Introduction: In critically ill patients, the massive release of angiopoietin-2 (Ang-2) from endothelial Weibel-Palade bodies interferes with constitutive angiopoietin-1 (Ang-1)/Tie2 signaling in endothelial cells, thus leading to vascular barrier breakdown followed by leukocyte transmigration and capillary leakage. The use of circulating Ang-1 and Ang-2 as novel biomarkers of endothelial integrity has therefore gained much attention. The preclinical characteristics and clinical applicability of angiopoietin immunoassays, however, remain elusive.
Methods: We developed sandwich immunoassays for human Ang-1 (immunoradiometric sandwich assay/immunoluminometric sandwich assay) and Ang-2 (ELISA), assessed preanalytic characteristics, and determined circulating Ang-1 and Ang-2 concentrations in 30 healthy control individuals and in 94 critically ill patients. In addition, Ang-1 and Ang-2 concentrations were measured in 10 patients during a 24-hour time course with respect to interference by intravenous antibiotic treatment and by extended daily dialysis.

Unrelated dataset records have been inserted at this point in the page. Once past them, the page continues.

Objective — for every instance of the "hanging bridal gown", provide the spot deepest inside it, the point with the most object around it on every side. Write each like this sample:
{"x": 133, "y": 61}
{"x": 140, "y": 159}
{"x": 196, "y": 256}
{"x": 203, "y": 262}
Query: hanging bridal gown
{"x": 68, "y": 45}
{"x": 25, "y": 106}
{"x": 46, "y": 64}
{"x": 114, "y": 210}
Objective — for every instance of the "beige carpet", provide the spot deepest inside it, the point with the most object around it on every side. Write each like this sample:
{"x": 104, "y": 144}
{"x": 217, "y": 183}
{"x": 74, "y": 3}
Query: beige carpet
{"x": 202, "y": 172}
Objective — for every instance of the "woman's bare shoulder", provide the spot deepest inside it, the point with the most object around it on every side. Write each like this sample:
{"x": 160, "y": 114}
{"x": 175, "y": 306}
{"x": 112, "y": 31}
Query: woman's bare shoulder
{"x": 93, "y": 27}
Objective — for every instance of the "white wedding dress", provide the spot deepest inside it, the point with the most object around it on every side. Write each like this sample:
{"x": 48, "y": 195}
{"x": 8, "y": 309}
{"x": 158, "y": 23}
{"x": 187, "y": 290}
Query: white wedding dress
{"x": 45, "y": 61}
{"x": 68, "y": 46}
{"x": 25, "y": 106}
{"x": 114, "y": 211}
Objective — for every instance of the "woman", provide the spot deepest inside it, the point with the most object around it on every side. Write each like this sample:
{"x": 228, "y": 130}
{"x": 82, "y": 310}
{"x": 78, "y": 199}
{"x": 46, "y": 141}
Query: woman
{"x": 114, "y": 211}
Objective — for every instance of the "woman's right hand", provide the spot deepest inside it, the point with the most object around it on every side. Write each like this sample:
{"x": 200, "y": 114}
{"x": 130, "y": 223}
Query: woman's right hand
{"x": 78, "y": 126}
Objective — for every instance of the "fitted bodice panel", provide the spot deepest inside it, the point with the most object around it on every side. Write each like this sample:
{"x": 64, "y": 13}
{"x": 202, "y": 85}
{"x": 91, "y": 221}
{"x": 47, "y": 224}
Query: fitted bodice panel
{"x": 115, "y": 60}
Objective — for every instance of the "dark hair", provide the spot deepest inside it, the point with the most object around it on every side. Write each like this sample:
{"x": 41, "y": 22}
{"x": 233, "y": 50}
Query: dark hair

Results: The assays had detection limits of 0.12 ng/ml (Ang-1) and 0.2 ng/ml (Ang-2). Inter-assay and intra-assay imprecision was < or = 8.8% and 3.7% for Ang-1 and was < or = 4.6% and 5.2% for Ang-2, respectively. Angiopoietins were stable for 24 hours and were resistant to four freeze-thaw cycles. Angiopoietin concentrations were not associated with age, body mass index or renal function in healthy individuals. Ang-1 and Ang-2 concentrations correlated with severity of illness in critically ill patients. Angiopoietin concentrations were not influenced by antibiotic treatment or by extended daily dialysis.
Conclusion: Ang-1 and Ang-2 might serve as a novel class of biomarker in critically ill patients. According to preclinical and clinical validation, circulating Ang-1 and Ang-2 can be reliably assessed by novel immunoassays in the intensive care unit setting.